UK growers foresee favourable season ahead for cherries from UK, abroad

With Brexit a factor, growers target larger crop of Picota cherries for UK

Produce Business reports

European Picota cherry growers in Spain’s Jerte Valley west of Madrid are predicting a bountiful harvest in mid-June after a three-week blossom in April that saw pristine weather conditions.

More than a million cherry trees are grown on the slopes of the mountain, and this year’s volumes headed to the UK are expected to be higher than last year. The season runs from late June until August.

“This year we have experienced a cold winter – the low temperatures make the trees more resilient, and so in the spring they are now primed to bear good quality fruit,” Miguel Ángel Durán, Export Manager at Agrupacion de Cooperativas Valle Del Jerte, said. “The spring has been very favourable with mild temperatures, which has helped the bees to play their part, and the pollination process has been excellent. Thanks to all these climatic conditions, we are expecting a very good European Picota cherry campaign, both in terms of volumes and quality.”

Durán says UK supermarkets are hoping to resolve potential setbacks posed by Brexit to guarantee the Picota supply.

“Because of this, we have decided to assign a large part of this year’s crop to the UK market,” he says. “While it is true that the logistical challenge will be greater this year, we will be able to work around it without any problems to provide the Picotas and cherries when the time arrives.”

Farmers who grow the exclusive European variety follow rigorous quality control procedures that grant the Picota its Denomination of Origin (DO) status. This seal certifies its exceptional sweetness, traceability, and European quality.

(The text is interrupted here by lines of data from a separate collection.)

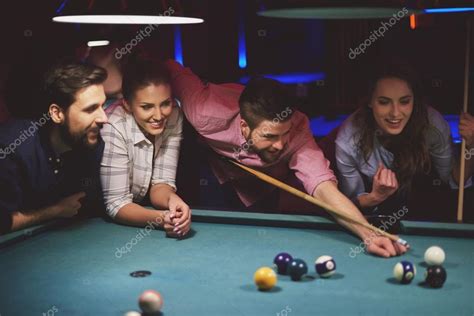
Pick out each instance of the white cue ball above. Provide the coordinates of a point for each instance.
(150, 301)
(434, 256)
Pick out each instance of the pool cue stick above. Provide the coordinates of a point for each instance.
(317, 202)
(462, 165)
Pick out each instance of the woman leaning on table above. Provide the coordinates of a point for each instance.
(142, 143)
(383, 145)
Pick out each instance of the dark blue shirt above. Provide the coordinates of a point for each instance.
(32, 176)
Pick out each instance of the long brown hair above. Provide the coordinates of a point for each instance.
(409, 148)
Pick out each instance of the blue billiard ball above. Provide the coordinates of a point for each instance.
(435, 276)
(325, 266)
(404, 272)
(296, 269)
(281, 261)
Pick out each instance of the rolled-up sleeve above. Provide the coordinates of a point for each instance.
(308, 161)
(350, 180)
(114, 171)
(441, 149)
(166, 160)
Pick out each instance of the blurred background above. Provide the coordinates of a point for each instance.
(312, 56)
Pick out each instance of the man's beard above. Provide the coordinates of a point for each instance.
(263, 153)
(266, 156)
(79, 140)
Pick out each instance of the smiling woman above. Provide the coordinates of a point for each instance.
(142, 142)
(395, 137)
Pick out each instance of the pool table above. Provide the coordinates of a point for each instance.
(83, 268)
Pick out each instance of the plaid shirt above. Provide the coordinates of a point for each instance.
(129, 166)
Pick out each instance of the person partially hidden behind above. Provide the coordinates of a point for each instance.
(49, 168)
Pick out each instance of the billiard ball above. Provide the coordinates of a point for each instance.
(296, 269)
(325, 266)
(404, 272)
(435, 276)
(281, 261)
(434, 256)
(150, 301)
(265, 278)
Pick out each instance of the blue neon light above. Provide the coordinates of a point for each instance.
(178, 48)
(448, 10)
(291, 78)
(321, 126)
(241, 40)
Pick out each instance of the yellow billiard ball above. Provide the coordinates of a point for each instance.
(265, 278)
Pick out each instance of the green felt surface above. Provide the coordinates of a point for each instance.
(77, 270)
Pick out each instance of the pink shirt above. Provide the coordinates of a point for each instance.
(213, 110)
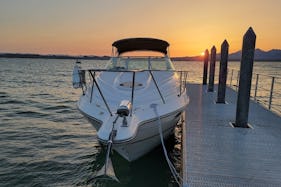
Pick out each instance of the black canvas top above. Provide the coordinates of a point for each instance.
(141, 44)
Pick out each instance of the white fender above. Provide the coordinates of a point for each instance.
(76, 81)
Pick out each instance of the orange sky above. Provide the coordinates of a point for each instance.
(88, 27)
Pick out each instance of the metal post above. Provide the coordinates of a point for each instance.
(256, 86)
(246, 70)
(223, 72)
(237, 79)
(271, 93)
(231, 78)
(212, 69)
(132, 94)
(205, 70)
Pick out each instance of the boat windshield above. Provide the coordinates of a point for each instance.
(140, 63)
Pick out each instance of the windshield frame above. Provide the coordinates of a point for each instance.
(132, 63)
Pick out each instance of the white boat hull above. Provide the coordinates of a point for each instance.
(147, 137)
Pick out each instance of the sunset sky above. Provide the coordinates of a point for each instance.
(88, 27)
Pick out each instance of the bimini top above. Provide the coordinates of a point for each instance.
(141, 44)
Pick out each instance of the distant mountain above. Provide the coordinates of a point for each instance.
(260, 55)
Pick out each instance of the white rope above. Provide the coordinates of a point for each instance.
(170, 164)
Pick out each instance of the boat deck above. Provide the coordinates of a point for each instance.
(216, 154)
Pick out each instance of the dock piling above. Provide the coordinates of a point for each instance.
(205, 70)
(212, 69)
(223, 72)
(246, 70)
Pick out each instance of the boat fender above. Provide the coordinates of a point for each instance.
(76, 78)
(124, 108)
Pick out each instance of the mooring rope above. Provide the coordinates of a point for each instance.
(175, 174)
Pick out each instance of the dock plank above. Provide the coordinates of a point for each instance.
(216, 154)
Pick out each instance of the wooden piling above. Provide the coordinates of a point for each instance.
(246, 70)
(212, 69)
(223, 72)
(205, 70)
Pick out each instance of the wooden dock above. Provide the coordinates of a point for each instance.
(216, 154)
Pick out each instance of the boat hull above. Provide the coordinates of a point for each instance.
(147, 137)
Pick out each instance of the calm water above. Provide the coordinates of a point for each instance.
(45, 141)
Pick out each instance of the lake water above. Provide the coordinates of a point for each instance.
(45, 141)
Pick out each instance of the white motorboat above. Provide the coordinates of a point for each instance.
(126, 100)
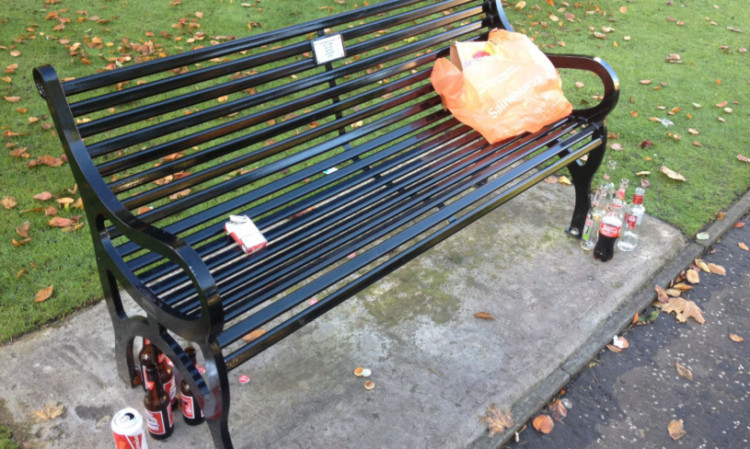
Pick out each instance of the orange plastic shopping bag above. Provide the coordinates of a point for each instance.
(501, 88)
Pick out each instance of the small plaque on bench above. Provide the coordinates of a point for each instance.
(328, 49)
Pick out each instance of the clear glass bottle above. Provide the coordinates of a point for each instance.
(629, 238)
(593, 221)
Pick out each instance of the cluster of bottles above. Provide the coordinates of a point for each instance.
(612, 221)
(161, 392)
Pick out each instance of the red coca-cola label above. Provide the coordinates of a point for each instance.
(155, 421)
(129, 441)
(609, 230)
(631, 220)
(188, 406)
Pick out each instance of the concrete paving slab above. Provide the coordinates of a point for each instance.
(436, 367)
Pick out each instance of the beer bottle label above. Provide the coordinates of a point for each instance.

The sustainable cherries are handpicked from the trees, put in chestnut baskets, packaged and then shipped.

The Jerte Valley is located 200km west of Spain’s capital, in Northern Extremadura.

The estimated Picota volumes for 2021 are 21 million kilos, of which 50-60% will be exported worldwide, and the rest sold in the domestic market.

 “We hope to hit 5 million kg, which will mean selling 25% more cherries than in 2020,” Durán said: “UK consumers want to see more Picota cherries on the shelves this year because the supermarkets position them as the ideal natural snack during the summer.”